Tuesday, October 27, 2009

I'm Braggin...

The Incredible Shrinking Husband!

Tuesday, October 13, 2009

Taxi Cab Speech Therapy

I've mentioned it on here before a few times, but for those that don't know, I am a lifelong stutterer.    Sometimes my fluency is better than others, and depends on lots of factors.  I hate the phone, and public speaking is a big hell no.  Some conversations are smooth and easy, other times I struggle. If I am tired, or have had a drink or two, my speech gets sticky. Larry was the first person to successfully get me to speak on the phone for any length of time, pretty quickly putting me at ease.  Good thing too, or we'd never be the power couple we are today.  It's a very personal thing, and my family and friends have gone to the ends of the earth to help me in my fluency.  Stuttering is a neurological issue, not a learned behavior.  My brain is wired differently than others, and the signals to my mouth and vocal chords get mixed up.  I've learn how to deal with it over the years, and I do a fairly good job of not letting it hold me back on stuff.  Not always...sometimes I shy away from the phone and other difficult situations for me, but I normally push through it.  It is part of who I am, and I've learned in my advanced age that if someone has an issue with it, they can take a long walk off a short pier.

So today, I hopped into a cab, and was expecting my usual quiet ride, where I rifle through my bag, looking for sunglasses, mints, money, ect.  Sometimes I pass the time texting friends or Larry.  Every once in a while I will have a chatty cab driver though.  Today was one of those days.

Conversation between Me and Mokithar ("you can call me Mo"):

Mo: Where you from, Lah?

Me: America (stuttered on the m)

Mo: aaaaahhh....nice, nice, very nice.  Very Big.  You Like my country, lah?

Me: Yes, very much.

Mo: How long you live here?

Me: Two years.

Mo: How much your rent? (I get asked this all the seems normal now)

Me: Too much, lah!

Mo: hahahahaha....I see, I see.

We drive along in silence for a bit....Mo is dodging motor cycles.  I'm trying not to bring up my breakfast.

Mo: Ma'am, if I may?

Me: (thinking oooh boy, here it comes...gonna ask me how much I weigh, or some other screamingly personal thing)  Sighing, Sure, go ahead?

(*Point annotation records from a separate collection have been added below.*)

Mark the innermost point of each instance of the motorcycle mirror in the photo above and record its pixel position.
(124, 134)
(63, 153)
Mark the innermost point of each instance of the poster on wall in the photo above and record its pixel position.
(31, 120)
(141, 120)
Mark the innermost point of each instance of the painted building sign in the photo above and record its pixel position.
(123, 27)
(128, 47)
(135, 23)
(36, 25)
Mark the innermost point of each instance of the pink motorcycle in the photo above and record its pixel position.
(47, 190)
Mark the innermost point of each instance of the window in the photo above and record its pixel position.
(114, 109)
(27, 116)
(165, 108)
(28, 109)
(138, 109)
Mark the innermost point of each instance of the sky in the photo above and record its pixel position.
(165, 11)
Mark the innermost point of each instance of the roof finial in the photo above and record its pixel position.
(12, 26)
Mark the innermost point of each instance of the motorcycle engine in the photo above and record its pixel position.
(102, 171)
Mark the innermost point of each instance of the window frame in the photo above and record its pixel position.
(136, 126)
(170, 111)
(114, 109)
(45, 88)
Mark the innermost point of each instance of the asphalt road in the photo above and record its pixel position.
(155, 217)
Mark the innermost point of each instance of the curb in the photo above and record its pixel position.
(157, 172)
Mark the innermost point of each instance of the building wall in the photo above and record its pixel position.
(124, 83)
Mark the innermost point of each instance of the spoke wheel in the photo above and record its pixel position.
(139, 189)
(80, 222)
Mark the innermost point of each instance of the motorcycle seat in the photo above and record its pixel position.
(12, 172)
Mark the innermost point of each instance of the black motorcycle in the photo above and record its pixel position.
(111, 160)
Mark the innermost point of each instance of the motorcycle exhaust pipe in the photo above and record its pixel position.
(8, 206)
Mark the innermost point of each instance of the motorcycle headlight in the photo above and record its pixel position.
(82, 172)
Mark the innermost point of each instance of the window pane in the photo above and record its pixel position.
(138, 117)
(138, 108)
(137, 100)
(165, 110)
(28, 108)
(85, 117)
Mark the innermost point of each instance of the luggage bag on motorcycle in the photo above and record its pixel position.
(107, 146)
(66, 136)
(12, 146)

Mo: When I was a little boy, I also talk like you, always getting stuck on my words.  I think you and I were frightened as children, so we afraid to let out words.

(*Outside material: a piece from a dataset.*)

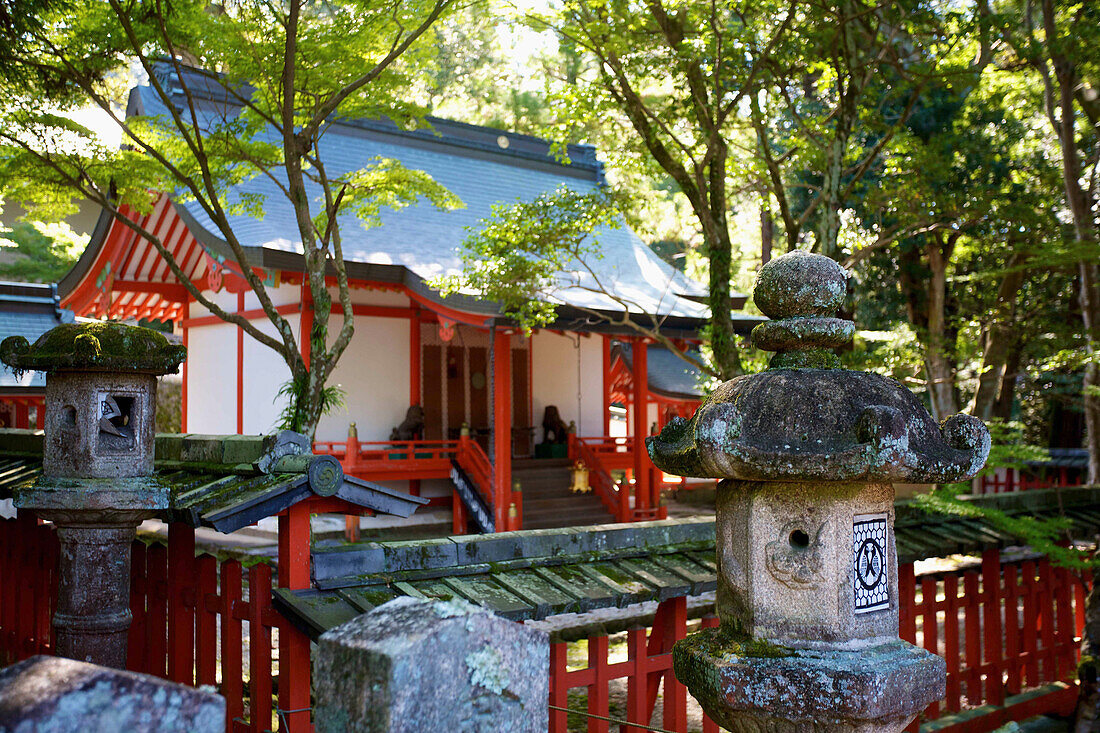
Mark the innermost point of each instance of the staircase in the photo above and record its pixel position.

Me: hhmm, oh really (not very interested....I've heard all sorts of stuttering stories, and well, it's a very, very personal thing.  I rarely discus it, and if I do, it is with the very inner circle of family and friends)

Mo: Yes, yes, lah!  And my Grandmother, she cure me!

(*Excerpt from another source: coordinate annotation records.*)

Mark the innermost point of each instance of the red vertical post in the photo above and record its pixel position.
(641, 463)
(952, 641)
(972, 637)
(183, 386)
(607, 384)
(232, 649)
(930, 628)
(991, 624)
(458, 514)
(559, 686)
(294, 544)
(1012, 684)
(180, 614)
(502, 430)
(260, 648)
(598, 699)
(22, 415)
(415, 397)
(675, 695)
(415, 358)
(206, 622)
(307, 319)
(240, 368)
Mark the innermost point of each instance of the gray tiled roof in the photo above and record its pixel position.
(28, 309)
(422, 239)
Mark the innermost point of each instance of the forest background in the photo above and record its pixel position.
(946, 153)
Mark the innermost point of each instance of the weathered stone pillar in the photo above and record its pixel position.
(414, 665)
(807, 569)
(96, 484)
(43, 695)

Me: Really?  (ok, I'll bite...) How did she do that?

Mo:  Well, whenever I would talk, and my words would get stuck, she would very quietly come up behind me and hit me with a pillow.  This would shock me, and my words would get unstuck.

Me: (shocked, slightly freaked out) Mo!  Really?  and this worked?

Mo: yes, yes, you try lah!  can!

Me: hhmm...I don't know...I don't really want to be hit.

Mo: ask your husband or friends to use a pillow....softly, lah!  this will shock the words out of you, and you won't be stuck.

Me:  ok, ok....maybe I will try.

This pleases Mo, and he is quiet for a few more minutes.  Then he looks worried.

Mo: ask your husband to use a pillow....not a hard stick,lah!  If he use a hard stick, you will hurt head, and you talk no more, lah!  

Me: Guffawing....I know, I know, something soft!  hahahahahaha....(we both were giggling at this point...the visual was great)

Mo: You try, you try. I help you with this, yes?

Me: ok, I will tell my husband.

He then went on to talk to me about his grandmother, and all her ideas for healthy living. Kidney health was big with her, and Mo suggested I go into the jungle and find some herbs to eat for good kidney function.  I'm gonna get right on that.

So, Mom, Dad, and other family and friends that have spent years and years encouraging my fluency, not to mention the thousands and thousands of dollars and hours spent on speech therapy, I guess we had it wrong.  All you had to do was sneak up behind me and bop me over the head with a pillow!  Softly, lah!  And for goodness sake, don't use a hard stick!